Setting up JupyterHub on openSUSE Leap 15.0#
Created: 2019-01-11
In a previous blog post the setup of the Apache2 webserver including TLS was explained. Based upon that effort, this blog post deals with the setup of JupyterHub. The goal is to create an online development environment for fancy looking interactive GNU Octave notebooks. Those are a great tool for explaining mathematical code and software as they have builtin support for syntax-highlighting and, thanks to MathJax, mathematics.
Before we start, lets shortly review three “Jupyter-terms” often mentioned in this blog post:
Jupyter:
A single-user Jupyter server that can also be installed and run locally on your own machine.
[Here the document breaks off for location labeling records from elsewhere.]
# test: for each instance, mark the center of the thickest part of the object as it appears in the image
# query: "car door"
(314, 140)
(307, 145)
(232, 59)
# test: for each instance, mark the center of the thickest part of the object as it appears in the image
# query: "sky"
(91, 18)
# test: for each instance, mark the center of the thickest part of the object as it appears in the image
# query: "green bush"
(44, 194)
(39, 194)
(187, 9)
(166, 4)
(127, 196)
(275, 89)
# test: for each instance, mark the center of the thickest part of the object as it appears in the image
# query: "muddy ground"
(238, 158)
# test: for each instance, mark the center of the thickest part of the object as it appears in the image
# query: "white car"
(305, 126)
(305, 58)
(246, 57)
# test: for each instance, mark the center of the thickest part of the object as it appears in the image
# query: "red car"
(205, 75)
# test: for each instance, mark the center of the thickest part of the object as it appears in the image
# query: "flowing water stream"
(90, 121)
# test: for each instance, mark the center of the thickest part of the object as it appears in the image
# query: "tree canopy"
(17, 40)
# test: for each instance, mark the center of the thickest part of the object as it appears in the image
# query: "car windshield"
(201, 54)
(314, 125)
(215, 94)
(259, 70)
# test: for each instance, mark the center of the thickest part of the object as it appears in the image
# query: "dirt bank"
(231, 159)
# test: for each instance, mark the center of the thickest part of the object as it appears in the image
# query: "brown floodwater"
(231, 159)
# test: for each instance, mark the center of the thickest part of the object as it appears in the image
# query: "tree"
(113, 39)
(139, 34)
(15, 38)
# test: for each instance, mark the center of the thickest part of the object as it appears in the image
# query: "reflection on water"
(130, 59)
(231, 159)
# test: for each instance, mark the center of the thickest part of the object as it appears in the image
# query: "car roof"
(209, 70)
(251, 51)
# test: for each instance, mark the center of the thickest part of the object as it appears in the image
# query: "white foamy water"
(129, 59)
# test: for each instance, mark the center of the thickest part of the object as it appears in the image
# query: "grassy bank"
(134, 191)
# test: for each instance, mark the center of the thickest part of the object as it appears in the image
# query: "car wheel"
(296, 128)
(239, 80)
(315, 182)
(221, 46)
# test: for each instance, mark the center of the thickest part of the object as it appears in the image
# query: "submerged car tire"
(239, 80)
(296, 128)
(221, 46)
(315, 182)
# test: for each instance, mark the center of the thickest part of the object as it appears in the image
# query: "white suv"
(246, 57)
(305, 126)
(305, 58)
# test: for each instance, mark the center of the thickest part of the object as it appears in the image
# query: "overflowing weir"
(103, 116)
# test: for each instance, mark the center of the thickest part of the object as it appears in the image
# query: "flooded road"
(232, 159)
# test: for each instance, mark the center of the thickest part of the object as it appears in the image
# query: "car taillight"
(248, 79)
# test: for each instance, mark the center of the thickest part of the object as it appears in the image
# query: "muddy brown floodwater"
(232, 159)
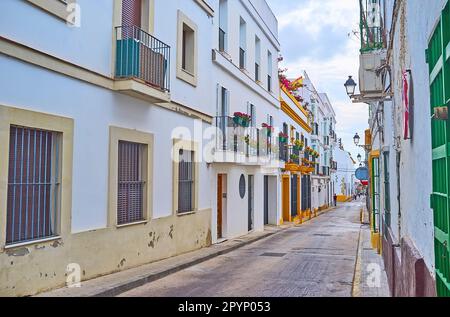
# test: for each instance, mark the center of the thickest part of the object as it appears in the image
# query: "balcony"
(333, 165)
(240, 145)
(142, 65)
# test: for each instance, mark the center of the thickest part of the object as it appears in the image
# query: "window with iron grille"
(186, 181)
(387, 188)
(33, 185)
(131, 182)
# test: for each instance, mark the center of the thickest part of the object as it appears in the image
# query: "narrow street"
(315, 259)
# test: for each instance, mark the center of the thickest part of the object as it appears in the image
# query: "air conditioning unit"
(369, 82)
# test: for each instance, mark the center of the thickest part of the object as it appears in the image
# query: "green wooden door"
(376, 194)
(439, 65)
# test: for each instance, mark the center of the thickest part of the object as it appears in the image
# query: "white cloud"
(329, 74)
(314, 16)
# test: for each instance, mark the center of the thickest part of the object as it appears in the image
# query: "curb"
(357, 276)
(132, 284)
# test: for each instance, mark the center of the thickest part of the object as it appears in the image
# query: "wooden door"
(285, 195)
(438, 58)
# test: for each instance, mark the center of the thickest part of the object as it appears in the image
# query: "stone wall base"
(408, 276)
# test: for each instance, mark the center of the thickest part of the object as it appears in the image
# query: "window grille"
(186, 183)
(131, 183)
(33, 185)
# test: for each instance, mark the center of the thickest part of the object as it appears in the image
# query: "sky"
(318, 36)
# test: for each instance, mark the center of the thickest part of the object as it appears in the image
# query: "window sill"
(30, 243)
(186, 76)
(137, 223)
(189, 213)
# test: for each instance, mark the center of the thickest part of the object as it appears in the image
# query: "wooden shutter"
(131, 12)
(439, 67)
(186, 182)
(33, 180)
(130, 193)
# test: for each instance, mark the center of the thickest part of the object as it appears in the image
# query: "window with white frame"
(131, 182)
(34, 176)
(223, 25)
(187, 57)
(242, 44)
(269, 71)
(186, 181)
(257, 59)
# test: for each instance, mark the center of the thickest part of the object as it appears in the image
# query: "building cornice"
(44, 60)
(205, 6)
(294, 116)
(299, 106)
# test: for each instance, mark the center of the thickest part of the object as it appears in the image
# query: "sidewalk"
(120, 282)
(370, 275)
(116, 283)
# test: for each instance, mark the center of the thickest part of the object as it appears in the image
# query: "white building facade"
(407, 138)
(94, 177)
(245, 78)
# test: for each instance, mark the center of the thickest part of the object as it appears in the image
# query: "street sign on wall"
(362, 174)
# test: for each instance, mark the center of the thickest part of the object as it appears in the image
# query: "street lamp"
(356, 139)
(350, 86)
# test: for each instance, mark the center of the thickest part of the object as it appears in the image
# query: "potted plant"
(283, 137)
(241, 119)
(298, 145)
(268, 129)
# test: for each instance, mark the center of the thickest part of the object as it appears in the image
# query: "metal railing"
(247, 141)
(371, 39)
(140, 55)
(283, 151)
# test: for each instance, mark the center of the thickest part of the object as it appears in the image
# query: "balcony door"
(145, 56)
(132, 13)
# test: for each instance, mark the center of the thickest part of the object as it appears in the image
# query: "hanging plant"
(294, 157)
(298, 145)
(268, 128)
(241, 119)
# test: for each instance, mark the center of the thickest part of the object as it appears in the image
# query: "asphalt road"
(314, 259)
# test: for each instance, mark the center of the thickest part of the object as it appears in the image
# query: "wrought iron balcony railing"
(142, 56)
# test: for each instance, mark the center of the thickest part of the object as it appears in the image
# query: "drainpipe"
(399, 224)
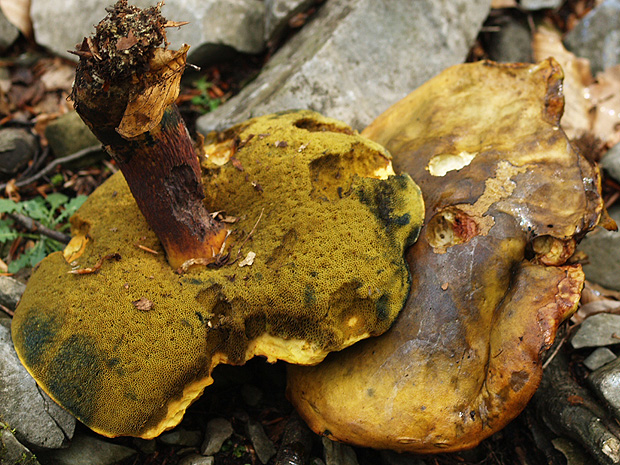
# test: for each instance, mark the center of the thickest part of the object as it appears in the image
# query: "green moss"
(329, 270)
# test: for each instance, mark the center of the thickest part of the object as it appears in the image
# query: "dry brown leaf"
(145, 110)
(143, 304)
(125, 43)
(18, 13)
(605, 96)
(576, 120)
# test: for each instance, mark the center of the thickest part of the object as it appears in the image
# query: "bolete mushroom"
(507, 197)
(312, 259)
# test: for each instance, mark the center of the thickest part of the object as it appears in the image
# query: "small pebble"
(218, 431)
(598, 330)
(263, 446)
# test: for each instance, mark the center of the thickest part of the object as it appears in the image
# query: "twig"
(36, 227)
(52, 166)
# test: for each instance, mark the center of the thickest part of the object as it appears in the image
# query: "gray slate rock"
(279, 12)
(355, 58)
(218, 431)
(337, 453)
(263, 446)
(8, 33)
(597, 331)
(598, 358)
(11, 291)
(603, 250)
(540, 4)
(597, 36)
(87, 450)
(512, 43)
(611, 163)
(17, 147)
(606, 383)
(37, 420)
(239, 24)
(181, 437)
(12, 451)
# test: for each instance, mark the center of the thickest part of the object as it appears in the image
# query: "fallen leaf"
(248, 260)
(576, 119)
(125, 43)
(75, 248)
(144, 304)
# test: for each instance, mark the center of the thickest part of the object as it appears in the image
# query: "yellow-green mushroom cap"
(125, 343)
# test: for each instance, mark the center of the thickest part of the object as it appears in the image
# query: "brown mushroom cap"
(128, 347)
(506, 198)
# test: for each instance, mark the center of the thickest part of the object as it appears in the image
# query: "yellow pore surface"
(126, 349)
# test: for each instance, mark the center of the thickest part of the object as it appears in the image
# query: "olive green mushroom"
(507, 197)
(302, 253)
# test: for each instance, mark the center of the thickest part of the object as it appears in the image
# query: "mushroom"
(507, 197)
(312, 259)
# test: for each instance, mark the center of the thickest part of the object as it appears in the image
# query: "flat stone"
(213, 24)
(263, 446)
(603, 250)
(181, 437)
(279, 12)
(89, 450)
(11, 291)
(597, 36)
(12, 452)
(337, 453)
(37, 420)
(598, 358)
(17, 147)
(606, 383)
(69, 134)
(512, 43)
(611, 163)
(218, 431)
(8, 33)
(540, 4)
(598, 330)
(355, 58)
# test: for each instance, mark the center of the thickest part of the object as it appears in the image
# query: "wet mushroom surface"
(507, 198)
(314, 262)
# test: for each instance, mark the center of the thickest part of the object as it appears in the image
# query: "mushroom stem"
(124, 90)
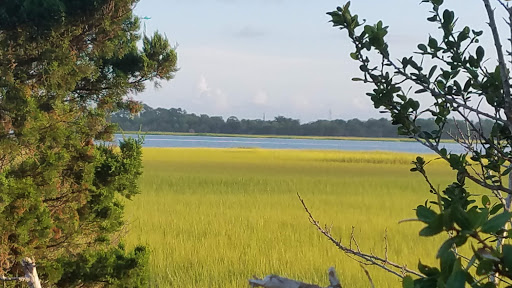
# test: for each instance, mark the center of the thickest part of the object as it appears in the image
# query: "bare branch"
(501, 59)
(368, 258)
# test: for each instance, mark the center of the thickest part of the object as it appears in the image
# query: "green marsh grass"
(216, 217)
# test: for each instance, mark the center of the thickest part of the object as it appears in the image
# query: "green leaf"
(422, 47)
(485, 267)
(496, 223)
(507, 171)
(486, 201)
(507, 257)
(433, 228)
(445, 248)
(496, 208)
(448, 17)
(447, 261)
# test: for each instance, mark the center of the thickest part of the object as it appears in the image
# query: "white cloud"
(211, 97)
(260, 98)
(202, 86)
(249, 32)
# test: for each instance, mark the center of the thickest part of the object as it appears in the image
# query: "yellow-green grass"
(215, 217)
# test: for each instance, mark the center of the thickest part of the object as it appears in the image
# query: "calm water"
(275, 143)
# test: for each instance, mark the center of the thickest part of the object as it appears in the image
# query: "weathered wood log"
(274, 281)
(31, 277)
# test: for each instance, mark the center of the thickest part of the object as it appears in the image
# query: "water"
(279, 143)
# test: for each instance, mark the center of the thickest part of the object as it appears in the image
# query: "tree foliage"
(65, 65)
(179, 120)
(453, 71)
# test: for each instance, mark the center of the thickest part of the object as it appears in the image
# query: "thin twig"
(371, 259)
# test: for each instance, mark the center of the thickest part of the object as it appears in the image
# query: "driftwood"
(29, 267)
(274, 281)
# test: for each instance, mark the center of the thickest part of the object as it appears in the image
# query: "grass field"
(215, 217)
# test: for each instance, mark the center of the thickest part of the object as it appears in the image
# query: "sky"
(257, 59)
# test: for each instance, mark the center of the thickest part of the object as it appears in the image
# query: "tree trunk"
(274, 281)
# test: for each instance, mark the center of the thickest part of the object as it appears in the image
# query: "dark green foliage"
(457, 81)
(65, 65)
(178, 120)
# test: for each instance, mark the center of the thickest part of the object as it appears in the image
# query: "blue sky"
(248, 58)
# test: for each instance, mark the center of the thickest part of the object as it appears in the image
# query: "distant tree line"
(178, 120)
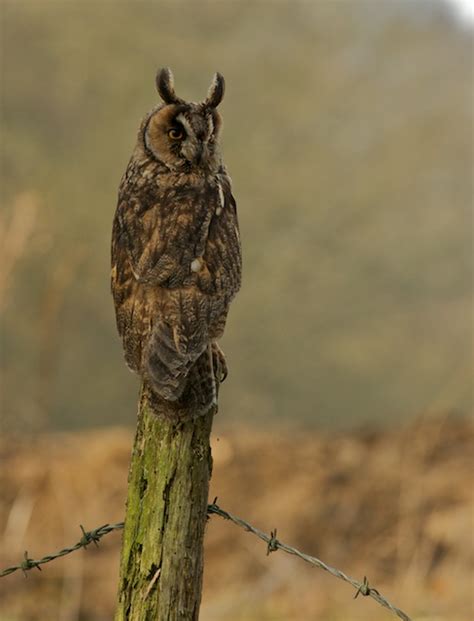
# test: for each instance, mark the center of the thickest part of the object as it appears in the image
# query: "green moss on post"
(162, 551)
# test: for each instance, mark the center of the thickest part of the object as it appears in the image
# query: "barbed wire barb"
(273, 544)
(88, 537)
(362, 588)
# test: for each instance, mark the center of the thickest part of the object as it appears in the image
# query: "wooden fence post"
(162, 550)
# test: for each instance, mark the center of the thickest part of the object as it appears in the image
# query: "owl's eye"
(176, 133)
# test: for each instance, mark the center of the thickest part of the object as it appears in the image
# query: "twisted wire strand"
(362, 588)
(273, 544)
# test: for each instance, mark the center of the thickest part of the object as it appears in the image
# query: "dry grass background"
(395, 505)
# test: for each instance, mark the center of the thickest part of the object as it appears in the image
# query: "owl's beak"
(198, 157)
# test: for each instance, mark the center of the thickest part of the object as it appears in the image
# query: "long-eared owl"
(176, 257)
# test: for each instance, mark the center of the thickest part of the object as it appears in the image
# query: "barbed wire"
(273, 544)
(362, 588)
(91, 536)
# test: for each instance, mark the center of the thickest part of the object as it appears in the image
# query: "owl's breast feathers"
(176, 265)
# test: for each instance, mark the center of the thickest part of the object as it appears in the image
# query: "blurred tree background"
(348, 134)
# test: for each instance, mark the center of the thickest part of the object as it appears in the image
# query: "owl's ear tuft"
(215, 93)
(165, 86)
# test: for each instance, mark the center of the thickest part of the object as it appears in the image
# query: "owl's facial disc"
(184, 136)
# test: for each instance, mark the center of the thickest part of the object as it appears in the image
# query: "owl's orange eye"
(176, 133)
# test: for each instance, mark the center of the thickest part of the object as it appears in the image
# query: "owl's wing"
(223, 255)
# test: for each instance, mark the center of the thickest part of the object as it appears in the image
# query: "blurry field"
(393, 505)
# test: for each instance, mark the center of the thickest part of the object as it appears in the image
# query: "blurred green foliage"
(348, 137)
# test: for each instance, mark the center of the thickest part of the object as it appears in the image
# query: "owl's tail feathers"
(167, 363)
(192, 376)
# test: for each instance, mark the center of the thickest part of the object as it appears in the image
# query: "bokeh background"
(348, 135)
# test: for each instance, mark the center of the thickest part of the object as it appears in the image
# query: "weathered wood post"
(162, 551)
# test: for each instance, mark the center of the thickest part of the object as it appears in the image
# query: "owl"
(176, 255)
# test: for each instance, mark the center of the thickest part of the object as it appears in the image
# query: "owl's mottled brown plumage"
(176, 259)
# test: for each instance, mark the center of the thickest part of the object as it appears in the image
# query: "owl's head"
(184, 135)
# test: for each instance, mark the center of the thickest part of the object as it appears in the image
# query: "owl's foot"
(219, 363)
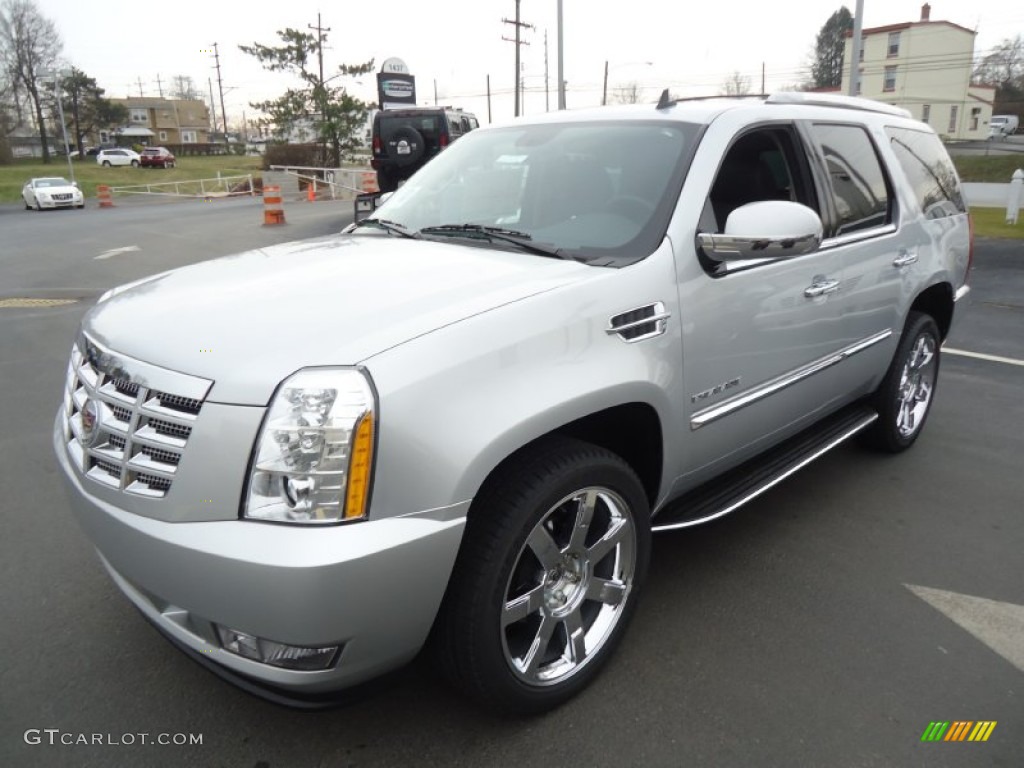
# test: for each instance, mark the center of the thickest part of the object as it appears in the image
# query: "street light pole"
(64, 127)
(561, 70)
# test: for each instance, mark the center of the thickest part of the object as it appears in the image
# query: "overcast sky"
(691, 47)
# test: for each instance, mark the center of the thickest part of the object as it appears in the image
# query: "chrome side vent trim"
(642, 323)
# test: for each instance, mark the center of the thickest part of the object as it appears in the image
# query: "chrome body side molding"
(719, 411)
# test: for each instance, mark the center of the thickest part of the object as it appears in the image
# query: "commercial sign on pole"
(395, 86)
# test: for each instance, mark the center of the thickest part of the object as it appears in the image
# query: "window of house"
(889, 84)
(893, 44)
(859, 188)
(975, 117)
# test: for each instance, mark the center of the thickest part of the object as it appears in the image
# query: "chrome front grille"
(126, 424)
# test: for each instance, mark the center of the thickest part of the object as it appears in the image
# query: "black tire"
(414, 142)
(529, 569)
(905, 395)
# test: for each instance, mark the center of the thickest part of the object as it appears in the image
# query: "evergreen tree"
(826, 67)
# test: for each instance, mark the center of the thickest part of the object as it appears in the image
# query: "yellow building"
(925, 67)
(162, 121)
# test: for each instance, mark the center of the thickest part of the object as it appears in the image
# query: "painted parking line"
(997, 625)
(981, 356)
(117, 252)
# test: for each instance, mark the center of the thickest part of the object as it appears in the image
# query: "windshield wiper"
(497, 233)
(391, 226)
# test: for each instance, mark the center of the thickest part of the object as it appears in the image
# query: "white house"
(925, 67)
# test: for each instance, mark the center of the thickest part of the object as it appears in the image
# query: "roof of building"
(907, 26)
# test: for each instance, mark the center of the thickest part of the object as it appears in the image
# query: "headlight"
(313, 456)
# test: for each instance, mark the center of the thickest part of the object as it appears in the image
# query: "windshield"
(601, 190)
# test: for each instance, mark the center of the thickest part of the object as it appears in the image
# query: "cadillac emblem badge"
(90, 422)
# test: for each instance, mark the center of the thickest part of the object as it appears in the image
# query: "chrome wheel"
(916, 385)
(568, 587)
(905, 394)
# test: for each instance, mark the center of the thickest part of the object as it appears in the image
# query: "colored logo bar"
(958, 730)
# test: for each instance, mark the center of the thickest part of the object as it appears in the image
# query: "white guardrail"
(221, 186)
(341, 183)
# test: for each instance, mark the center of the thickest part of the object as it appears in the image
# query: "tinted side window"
(761, 165)
(858, 183)
(929, 170)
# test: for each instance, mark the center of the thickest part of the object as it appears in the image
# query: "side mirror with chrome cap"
(766, 229)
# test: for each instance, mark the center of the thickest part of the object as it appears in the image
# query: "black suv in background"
(404, 139)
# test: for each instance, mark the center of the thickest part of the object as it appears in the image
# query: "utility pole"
(220, 85)
(561, 69)
(213, 104)
(547, 94)
(858, 23)
(320, 56)
(519, 25)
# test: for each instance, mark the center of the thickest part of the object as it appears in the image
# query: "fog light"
(276, 654)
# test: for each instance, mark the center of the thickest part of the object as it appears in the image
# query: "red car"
(157, 157)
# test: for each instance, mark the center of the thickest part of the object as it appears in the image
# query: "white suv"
(118, 156)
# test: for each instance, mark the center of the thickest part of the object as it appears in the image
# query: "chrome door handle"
(821, 287)
(905, 258)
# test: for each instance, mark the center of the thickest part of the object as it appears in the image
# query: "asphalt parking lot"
(826, 624)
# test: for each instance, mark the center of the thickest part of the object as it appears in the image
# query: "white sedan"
(51, 192)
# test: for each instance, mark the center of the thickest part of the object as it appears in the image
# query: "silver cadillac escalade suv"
(456, 424)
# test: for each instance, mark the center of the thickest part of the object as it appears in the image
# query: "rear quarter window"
(927, 166)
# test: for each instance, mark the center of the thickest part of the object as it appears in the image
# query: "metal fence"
(221, 186)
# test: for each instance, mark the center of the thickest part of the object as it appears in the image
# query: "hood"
(247, 322)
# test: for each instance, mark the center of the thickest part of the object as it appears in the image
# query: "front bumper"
(59, 203)
(373, 588)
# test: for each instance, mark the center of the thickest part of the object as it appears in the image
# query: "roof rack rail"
(836, 99)
(666, 100)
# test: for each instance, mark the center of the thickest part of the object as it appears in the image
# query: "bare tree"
(736, 84)
(631, 93)
(1004, 66)
(30, 46)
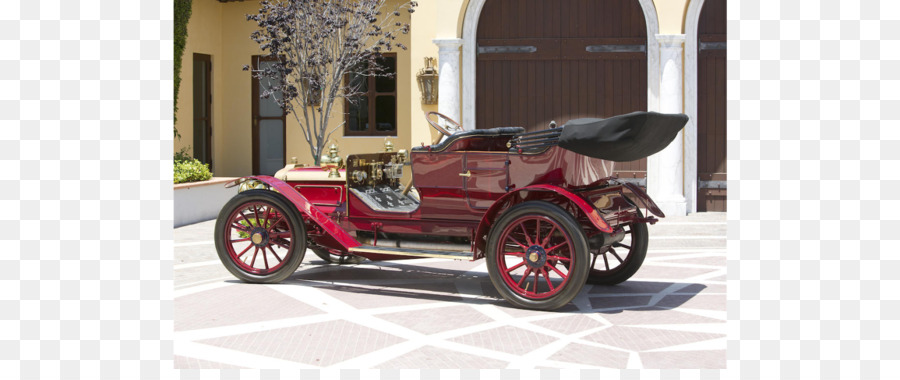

The classical user (notebook) interface (a.k.a.
/tree
, see later why).
JupyterLab:
The modern user (notebook) interface (a.k.a.
/lab
).
JupyterHub:
A multi-user Jupyter server.
In one sentence, the goal is to setup a public JupyterHub-Server to run for certain predefined small group of users a Jupyter instance with the modern JupyterLab interface.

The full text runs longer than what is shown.